To the editor:
“I call it a mini-soufflé because it reminds me of a big one,” I responded to a friend at supper with no details added about my secret.
The idea had come to me as I sought an alternative to poached eggs. Omelets and frittatas are fine, but fried foods do not fit on a list for healthful eating. In checking my first, and still favorite, cookbook, I found more information than I could ever digest about eggs, plus 17 recipes. Most were time-consuming and/or required baking; I wanted simple and no-oven.
The Wise Encyclopedia of Cooking Illustrated was copyrighted in 1948 and published in 1949. In 1950, I mailed $6.50 to the Wise Co. in New York City, a splurge when I was working part-time at J.J. Newberry Co. while a freshman at Ricker College. Married in June, we lived upstairs in the Court Street house that years later became Dr. Dwyer’s dental office. The stove was a two-burner hotplate; an improvised sink was temperamental; and the refrigerator was through a door and down a flight of stairs to the owners’ kitchen. Many meal ingredients were canned. A small top-of-stove baker would cook a small cake — except for the center, which always remained too soft.
Now, in the cookbook the soufflé general directions and one recipe are not with other egg recipes on pages 434-439 (preceded by six pages of general information), but on page 1099. I picture a French chef insisting that the elegant soufflé’ be separated from all the more humdrum egg dishes.
Maybe he wrote this part: “There is a popular misperception that soufflés are difficult to make and that the chances of producing a perfect dish are less than even” followed by enough conditions and warnings to keep most cooks from ever trying. Once we grant the soufflé superiority over all other egg dishes, we realize that E for eggs comes before S for soufflé in an encyclopedia.

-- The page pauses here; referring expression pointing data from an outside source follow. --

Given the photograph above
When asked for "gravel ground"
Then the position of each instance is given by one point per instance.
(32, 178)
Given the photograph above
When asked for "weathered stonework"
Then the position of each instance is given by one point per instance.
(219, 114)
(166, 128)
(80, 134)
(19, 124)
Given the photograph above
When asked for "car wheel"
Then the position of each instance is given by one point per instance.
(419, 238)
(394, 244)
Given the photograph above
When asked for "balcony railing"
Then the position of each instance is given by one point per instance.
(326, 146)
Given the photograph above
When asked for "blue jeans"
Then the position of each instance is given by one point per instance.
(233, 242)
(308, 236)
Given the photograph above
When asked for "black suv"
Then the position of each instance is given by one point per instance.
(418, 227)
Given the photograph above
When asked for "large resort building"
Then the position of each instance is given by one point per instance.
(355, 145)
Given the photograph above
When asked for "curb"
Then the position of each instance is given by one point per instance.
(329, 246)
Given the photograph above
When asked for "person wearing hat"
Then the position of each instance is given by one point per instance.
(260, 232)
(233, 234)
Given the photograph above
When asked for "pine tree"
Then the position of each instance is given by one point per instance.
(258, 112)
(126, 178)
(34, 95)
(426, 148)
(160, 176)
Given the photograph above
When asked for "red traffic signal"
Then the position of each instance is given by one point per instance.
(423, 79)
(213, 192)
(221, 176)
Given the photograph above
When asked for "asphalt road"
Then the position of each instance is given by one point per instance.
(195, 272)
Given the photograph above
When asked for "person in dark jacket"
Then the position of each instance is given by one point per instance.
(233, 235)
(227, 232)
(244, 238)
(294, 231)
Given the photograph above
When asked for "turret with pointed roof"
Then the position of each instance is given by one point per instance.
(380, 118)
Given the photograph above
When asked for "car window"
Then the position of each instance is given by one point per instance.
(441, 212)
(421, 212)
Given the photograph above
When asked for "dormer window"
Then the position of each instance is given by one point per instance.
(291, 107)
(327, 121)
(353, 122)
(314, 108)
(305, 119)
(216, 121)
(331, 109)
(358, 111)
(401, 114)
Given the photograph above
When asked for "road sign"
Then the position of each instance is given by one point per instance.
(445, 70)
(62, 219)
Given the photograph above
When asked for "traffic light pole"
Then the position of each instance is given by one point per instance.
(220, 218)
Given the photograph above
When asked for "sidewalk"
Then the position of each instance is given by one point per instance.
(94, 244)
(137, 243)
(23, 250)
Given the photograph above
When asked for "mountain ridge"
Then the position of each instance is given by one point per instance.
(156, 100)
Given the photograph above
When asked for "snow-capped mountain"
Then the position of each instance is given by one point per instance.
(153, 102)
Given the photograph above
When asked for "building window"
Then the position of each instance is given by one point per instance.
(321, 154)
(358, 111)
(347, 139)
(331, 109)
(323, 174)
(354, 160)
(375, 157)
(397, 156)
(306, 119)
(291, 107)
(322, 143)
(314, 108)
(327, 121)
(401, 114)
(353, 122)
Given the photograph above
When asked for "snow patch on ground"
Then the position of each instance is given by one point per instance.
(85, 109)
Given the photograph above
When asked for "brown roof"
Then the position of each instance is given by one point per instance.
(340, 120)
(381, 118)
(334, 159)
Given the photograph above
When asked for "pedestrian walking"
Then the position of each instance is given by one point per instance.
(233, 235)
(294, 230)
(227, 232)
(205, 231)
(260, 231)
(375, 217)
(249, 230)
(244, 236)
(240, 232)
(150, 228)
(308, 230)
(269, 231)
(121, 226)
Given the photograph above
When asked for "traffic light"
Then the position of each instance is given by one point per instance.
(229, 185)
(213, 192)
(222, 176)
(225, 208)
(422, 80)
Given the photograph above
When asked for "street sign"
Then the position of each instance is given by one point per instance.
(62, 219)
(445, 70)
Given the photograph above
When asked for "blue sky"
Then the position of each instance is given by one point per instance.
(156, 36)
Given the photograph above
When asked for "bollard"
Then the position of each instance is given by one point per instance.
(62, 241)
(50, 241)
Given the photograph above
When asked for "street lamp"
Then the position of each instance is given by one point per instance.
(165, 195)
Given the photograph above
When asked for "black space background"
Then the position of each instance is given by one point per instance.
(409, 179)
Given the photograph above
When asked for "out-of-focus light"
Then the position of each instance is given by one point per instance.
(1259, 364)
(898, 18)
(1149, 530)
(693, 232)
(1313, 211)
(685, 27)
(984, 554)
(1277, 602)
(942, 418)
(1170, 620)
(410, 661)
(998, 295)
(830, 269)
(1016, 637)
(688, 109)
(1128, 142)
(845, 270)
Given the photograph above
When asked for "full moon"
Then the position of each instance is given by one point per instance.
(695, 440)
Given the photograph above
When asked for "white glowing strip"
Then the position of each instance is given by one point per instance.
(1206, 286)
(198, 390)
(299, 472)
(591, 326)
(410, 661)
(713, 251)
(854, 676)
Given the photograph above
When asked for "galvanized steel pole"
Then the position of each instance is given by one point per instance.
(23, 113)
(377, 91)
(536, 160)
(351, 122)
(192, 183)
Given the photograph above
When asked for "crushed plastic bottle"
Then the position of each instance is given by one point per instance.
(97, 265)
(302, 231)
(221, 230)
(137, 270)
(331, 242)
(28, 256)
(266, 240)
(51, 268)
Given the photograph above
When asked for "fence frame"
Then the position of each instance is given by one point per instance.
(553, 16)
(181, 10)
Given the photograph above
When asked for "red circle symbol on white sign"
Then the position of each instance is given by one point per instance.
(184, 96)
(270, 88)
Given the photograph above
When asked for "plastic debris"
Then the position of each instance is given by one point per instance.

“Never” this and “never” that are repeated in the directions, then “And never plan on a soufflé for dessert unless you know that the family or guests will be at table promptly for while the guest may be kept waiting, the soufflé cannot.” My only experience ever with a soufflé was as the guest. My new mother-in-law, in Bangor, had told her son, “Don’t be late. I’m making a soufflé and you know …” In spite of my reminding him repeatedly, we were late, the soufflé had fallen, and his mother was annoyed and upset.
Back to the present, my idea was to fork-stir an egg briefly and pour it into a poacher cup; repeat three times for my four-egg poacher. It was fun watching them puff up, right to the glass lid. Cooking them through took 10 minutes instead of the five or six for soft poached eggs. Serve them on or with anything, toast not required. There, my secret is out. Sometimes I cook four more to achieve the three-egg-protein-per-meal for two of us and save the remaining two to substitute later for cold boiled eggs.
Back home in Maine my mother “dropped” eggs into simmering water to poach them and never failed. A friend gave me a poacher after seeing what happened when I dropped them and the water failed to “catch” them correctly. That poacher has given me the cute little tasty soufflés that never fail. Should a guest arrive late, no problem: my creations, cold or reheated, would keep their shape.